Every 4 wake rounds the harness runs a sleep pass: a miner prompt reads the trace + notes + the per-level ledger (observed transitions, refuted rules, confirmed mechanics from earlier levels) and proposes up to 4 rival {rule, recipe} candidates. execute_and_score runs each recipe on a throwaway game.fork() and confirms it iff fork.levels_completed rises — no LLM and no privileged oracle in the gate.

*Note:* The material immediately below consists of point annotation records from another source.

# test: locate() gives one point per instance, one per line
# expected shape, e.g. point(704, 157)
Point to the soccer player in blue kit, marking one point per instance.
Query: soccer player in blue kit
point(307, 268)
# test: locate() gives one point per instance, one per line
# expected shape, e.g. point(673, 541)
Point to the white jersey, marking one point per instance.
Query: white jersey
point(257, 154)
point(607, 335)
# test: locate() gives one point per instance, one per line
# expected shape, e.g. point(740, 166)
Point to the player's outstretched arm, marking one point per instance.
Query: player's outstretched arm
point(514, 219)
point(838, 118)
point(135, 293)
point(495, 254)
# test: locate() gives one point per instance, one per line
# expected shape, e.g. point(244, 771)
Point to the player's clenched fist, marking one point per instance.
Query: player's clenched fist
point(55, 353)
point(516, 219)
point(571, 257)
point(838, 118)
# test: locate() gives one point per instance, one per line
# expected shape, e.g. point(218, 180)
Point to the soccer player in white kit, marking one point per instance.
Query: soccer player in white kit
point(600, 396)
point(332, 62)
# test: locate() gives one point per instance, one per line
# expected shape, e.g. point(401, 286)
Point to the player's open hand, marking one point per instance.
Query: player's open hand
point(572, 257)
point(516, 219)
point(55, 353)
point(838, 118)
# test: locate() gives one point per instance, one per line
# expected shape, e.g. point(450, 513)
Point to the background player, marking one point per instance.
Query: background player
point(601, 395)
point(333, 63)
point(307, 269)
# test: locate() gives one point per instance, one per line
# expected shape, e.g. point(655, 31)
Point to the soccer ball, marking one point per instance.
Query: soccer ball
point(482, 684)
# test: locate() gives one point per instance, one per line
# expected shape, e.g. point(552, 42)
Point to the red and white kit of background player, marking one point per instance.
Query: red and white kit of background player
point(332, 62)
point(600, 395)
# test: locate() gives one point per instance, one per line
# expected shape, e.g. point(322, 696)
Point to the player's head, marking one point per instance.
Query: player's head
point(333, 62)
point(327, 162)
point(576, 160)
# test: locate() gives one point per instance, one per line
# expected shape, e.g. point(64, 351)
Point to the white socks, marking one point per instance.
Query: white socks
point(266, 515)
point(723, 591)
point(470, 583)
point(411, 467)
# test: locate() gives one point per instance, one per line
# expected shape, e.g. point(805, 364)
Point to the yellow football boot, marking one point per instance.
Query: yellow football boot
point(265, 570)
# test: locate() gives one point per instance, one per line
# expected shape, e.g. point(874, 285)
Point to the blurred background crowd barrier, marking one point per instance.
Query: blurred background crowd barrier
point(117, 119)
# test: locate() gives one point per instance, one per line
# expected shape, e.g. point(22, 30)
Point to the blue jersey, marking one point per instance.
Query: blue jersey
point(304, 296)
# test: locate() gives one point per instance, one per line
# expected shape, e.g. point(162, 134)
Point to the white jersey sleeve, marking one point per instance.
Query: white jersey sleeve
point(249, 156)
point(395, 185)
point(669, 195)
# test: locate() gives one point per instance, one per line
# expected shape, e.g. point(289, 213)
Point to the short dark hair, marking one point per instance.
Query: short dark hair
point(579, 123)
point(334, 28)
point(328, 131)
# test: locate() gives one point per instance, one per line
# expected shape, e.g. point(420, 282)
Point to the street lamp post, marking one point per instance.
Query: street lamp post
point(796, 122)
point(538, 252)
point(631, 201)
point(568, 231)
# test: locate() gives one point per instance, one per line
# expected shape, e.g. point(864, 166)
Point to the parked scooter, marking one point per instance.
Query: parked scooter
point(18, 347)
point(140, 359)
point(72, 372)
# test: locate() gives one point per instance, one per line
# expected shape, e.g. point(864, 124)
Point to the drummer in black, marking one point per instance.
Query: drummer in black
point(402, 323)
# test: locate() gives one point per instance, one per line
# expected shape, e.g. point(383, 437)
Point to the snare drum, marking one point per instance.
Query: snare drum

Confirmed recipes are applied to the live game and injected into the actor’s context; each pass logs realized information gain (entropy drop over the rule set) and a [confirmed]/[refuted] verdict per rule. See the amber cards in the run viewer for real passes.

02

Fix timeline — eight autoresearch fixes, before/after

every chart = a real run from results.json

Each fix below came out of the autoresearch loop: a run failed in a specific way, the failure was diagnosed from the trace, one change shipped, and the next run tells you whether it mattered. The mini-charts are level-over-rounds trajectories of real harvested runs (before-run vs after-run). Configs evolved between seeds, so read these as before/after snapshots, not controlled A/Bs (see limitations). 여덟 번의 고장 → 여덟 번의 진단 → 여덟 개의 수정. 각 차트는 실제 런의 레벨 궤적이다.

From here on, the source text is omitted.